AGOP ARAD (1913-1990)

"Tarabya Koyu". Duralit üzerine yağlıboya. 50 x 80 cm. İmzalı.

"Ailesi İstanbul’a yerleşince bir Fransız kolejinde orta öğrenim gören sanatçı daha sonra İstanbul Güzel Sanatlar Akademisi’ne girdi. Burada, önce Nazmi Ziya Güran ve İbrahim Çallı'nın, daha sonra da Léopold Lévy’nin atölyelerinde çalıştı. Resim çalışmalarını Paris’te Frochot Akademisi’nde sürdürdü.

28 Mart 1940’te İstanbul Gazeteciler Cemiyeti’nin Beyoğlu Lokali’nde Liman Resim Sergisi adıyla ilk toplu sergilerini düzenleyen “Yeniler grubu”na katıldı ve grubun sanat görüşünü paylaştı. Sonra gazetecilik mesleğine atıldı (1986’da Burhan Felek Hizmet Ödülü’nü aldı); ama resim çalışmalarını da sürdürüp, çeşitli sergilere katıldı.

Agop Arad’ın sanatı, kısa süren soyut nitelikli resimleri göz önünde tutulmazsa, aşağı yukarı bütün akademik eğilimlerin dışında kalmıştır. Gücünü kişisel gözlem ve deney birikimlerinden almıştır. Fransa’da yanında çalıştığı Jean Metzinger, kübist eğilimi açısından Agop Arad’ı pek etkilememiştir. İlk resim bilgilerini aldığı izlenimci atölyelerin de sanatına yönlendirici bir katkısı olmamıştır.

Yalnızca, 1940 kuşağı ressamlarına kişiliklerini bulma yolunda belli bir yön çizmiş olan Léopold Lévy’nin önerilerinden esinlendiği söylenebilir. Bu arada özellikle Yeniler grubunun toplumsal kaynaklı bir resim yaratma yolundaki çabaları, sanatçının kişiliği üstünde olumlu etkiler yaratmıştır. Bu etki onu doğa inşan gerçekliğinin yansıdığı İstanbul yaşamını yorumlamaya yöneltmiştir.

 

Agop Arad’ın bu resimleri, öğrendiği bütün teknikleri ve sanatsal eğilimleri bir yana bırakarak, içinden geldiği gibi yapmaya yönelen yapmacıksız ressamları (bu arada da naif ressamları) akla getirir. Gerçekten sanatçının İstanbul’un gündelik yaşamını yansıtan çalışmaları, doğrudan doğruya gözlem yeteneğine dayanır.

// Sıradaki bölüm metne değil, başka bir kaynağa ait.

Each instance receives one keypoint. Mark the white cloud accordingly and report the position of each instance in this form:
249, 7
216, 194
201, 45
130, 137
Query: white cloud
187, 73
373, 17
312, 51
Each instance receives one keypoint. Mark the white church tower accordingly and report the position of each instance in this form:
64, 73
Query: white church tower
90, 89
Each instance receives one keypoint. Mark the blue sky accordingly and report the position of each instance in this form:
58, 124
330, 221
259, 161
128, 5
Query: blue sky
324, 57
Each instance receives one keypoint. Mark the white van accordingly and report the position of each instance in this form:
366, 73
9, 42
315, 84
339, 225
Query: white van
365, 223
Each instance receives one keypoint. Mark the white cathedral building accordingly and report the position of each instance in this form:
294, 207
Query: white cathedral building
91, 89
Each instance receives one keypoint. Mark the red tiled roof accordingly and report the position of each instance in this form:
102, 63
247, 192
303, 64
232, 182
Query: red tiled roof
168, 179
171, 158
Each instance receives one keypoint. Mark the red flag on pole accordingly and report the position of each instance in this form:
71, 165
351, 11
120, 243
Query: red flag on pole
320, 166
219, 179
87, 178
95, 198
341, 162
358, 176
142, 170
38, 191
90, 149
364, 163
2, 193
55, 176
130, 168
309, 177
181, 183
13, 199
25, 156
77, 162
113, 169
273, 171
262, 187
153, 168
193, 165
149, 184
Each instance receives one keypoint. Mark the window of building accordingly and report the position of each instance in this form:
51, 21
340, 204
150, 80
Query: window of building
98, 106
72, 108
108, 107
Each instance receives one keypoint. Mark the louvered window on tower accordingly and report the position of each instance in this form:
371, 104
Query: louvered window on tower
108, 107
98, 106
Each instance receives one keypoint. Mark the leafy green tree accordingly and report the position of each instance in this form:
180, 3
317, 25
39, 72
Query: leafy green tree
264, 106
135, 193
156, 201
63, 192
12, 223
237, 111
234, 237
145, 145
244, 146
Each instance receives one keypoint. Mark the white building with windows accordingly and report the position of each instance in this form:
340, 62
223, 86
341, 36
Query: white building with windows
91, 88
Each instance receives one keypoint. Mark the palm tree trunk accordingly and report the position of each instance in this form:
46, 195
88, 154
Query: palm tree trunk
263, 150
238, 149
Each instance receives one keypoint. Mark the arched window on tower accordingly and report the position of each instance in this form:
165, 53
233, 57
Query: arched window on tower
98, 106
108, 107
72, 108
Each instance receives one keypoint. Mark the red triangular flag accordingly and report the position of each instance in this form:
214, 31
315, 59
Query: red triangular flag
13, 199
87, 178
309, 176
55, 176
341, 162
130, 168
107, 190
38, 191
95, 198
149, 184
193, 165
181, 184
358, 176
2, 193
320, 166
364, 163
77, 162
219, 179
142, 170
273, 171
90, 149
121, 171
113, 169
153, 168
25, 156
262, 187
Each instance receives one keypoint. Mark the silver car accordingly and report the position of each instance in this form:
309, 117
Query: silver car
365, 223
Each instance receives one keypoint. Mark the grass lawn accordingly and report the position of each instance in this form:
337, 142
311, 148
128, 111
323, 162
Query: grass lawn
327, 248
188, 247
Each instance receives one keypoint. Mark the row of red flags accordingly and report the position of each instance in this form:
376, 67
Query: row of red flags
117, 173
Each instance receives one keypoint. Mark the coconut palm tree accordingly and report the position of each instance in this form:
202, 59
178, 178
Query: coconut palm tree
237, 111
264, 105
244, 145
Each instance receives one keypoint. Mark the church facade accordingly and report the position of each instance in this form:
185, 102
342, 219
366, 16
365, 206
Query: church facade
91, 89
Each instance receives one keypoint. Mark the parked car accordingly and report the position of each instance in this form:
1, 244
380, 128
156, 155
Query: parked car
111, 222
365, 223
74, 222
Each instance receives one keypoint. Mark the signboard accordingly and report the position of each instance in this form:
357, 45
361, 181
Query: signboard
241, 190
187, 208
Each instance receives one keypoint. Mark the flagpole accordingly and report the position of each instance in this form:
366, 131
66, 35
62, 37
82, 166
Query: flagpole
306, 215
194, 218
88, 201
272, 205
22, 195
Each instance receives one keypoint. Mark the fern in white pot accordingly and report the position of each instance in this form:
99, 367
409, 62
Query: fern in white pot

Gördüğünü, katışıksız renklerle herhangi bir abartmaya yer vermeden tuvale aktarma kaygısı, Agop Arad’ın sanatına, halk resimlerine özgü bir nitelik de kazandırmıştır.

İstanbul’un orta sınıf halkının, çalışan ve üreten kesimin çevreyle bütünleşen yaşamını, parklardaki pazar gezintilerini, bu insanların doğal davranışlarıyla kolayca özdeşleşen bir alçakgönüllülük içinde vermiştir. Sanatın insan ve toplum hizmetindeki yönünü, olanca diriliği ve yöreye bağlı önyargısız duyarlığı doğrultusunda yansıtır. Bu yönüyle toplum ve yöre gerçeklerinden hareket eden ve büyük bölümü 1940 kuşağı sanatçıları arasında yer alan ressamlar topluluğunun ortak eğilimlerine bağlanabilir."